# Exploratory Data Analysis

This notebook aims to quickly explore the "Stanford Sentiment treebank" dataset, in the context of sentence classification.

**Attention:** needs a condensed CSV version of the dataset, obtainable by running `python prepare_data.py` in the same directory of the zip downloadable from [here](https://nlp.stanford.edu/sentiment/code.html)

## Setup

In [1]:
from pathlib import Path

import altair as alt
import pandas as pd

alt.data_transformers.disable_max_rows()

DataTransformerRegistry.enable('default')

In [2]:
data_path = Path("..") / "data" / "labelled_sentences.csv"
df = pd.read_csv(data_path)
df["sentence_length"] = df["sentence"].str.len()

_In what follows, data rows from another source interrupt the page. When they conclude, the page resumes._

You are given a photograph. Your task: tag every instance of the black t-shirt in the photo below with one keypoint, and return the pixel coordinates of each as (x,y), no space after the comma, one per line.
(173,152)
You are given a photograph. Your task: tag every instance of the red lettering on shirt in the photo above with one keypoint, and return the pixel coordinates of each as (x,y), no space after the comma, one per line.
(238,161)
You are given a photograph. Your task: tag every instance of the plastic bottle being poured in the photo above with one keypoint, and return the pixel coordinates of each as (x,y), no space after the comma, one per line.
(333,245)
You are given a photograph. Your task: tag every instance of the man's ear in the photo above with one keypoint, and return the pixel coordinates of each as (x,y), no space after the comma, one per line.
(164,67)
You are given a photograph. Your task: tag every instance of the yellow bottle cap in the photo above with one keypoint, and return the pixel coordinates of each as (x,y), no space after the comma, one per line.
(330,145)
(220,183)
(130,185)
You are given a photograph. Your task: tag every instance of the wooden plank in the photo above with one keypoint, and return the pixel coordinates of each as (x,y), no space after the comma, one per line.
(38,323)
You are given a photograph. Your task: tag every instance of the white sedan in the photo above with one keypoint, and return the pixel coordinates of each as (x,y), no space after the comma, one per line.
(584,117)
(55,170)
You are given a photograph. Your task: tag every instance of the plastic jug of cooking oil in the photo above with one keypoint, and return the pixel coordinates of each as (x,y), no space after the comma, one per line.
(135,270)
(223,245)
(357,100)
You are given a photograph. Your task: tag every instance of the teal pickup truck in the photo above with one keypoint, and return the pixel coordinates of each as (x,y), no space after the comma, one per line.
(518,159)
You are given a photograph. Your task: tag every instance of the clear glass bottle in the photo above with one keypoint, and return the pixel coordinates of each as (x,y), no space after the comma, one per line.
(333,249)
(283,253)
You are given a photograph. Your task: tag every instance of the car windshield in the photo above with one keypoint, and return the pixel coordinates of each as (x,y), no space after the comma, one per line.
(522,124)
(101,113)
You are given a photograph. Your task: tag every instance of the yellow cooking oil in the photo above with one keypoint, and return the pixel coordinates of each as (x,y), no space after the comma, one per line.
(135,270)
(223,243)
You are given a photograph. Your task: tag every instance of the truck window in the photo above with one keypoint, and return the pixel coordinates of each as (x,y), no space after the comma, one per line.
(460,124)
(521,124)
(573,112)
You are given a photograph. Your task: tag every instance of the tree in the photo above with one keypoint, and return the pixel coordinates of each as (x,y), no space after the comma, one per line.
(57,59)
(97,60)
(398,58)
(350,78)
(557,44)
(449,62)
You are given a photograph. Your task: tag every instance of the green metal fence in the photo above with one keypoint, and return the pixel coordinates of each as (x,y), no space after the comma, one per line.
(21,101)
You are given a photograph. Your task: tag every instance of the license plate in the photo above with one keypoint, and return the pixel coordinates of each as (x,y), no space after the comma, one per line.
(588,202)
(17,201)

## Distribution of lenghts, labels and splits

In [3]:
(
    alt.Chart(df, width=700, title="Sentence length distribution")
    .mark_bar()
    .encode(
        x=alt.X("sentence_length", bin=alt.Bin(maxbins=100), title="Sentence length"),
        y=alt.Y("count()", title="Number of elements")
    )
)

In [4]:
(
    alt.Chart(df, width=700, title="Sentiment distribution")
    .mark_bar()
    .encode(
        x=alt.X("label", bin=alt.Bin(maxbins=30), title="Sentiment"),
        y=alt.Y("count()", title="Number of elements")
    )
)

In [5]:
(
    alt.Chart(df, width=700, title="Dataset split count")
    .mark_bar()
    .encode(
        x=alt.X("split:N", title="Split"),
        y=alt.Y("count()", title="Number of elements")
    )
)

## Other visualisations

In [6]:
scatter_plot = (
    alt.Chart(df, width=700, height=700, title="Scatter plot of sentiment vs. sentence length")
    .mark_point(radius=0.5, filled=True)
    .encode(
        x=alt.X("sentence_length", title="Sentence length"), y=alt.Y("label", title="Sentiment")
    )
)

(
    scatter_plot 
    + 
    scatter_plot
    .transform_regression("sentence_length", "label")
    .mark_line(strokeWidth=5)
    .encode(color=alt.value("#ff7f0e"))
)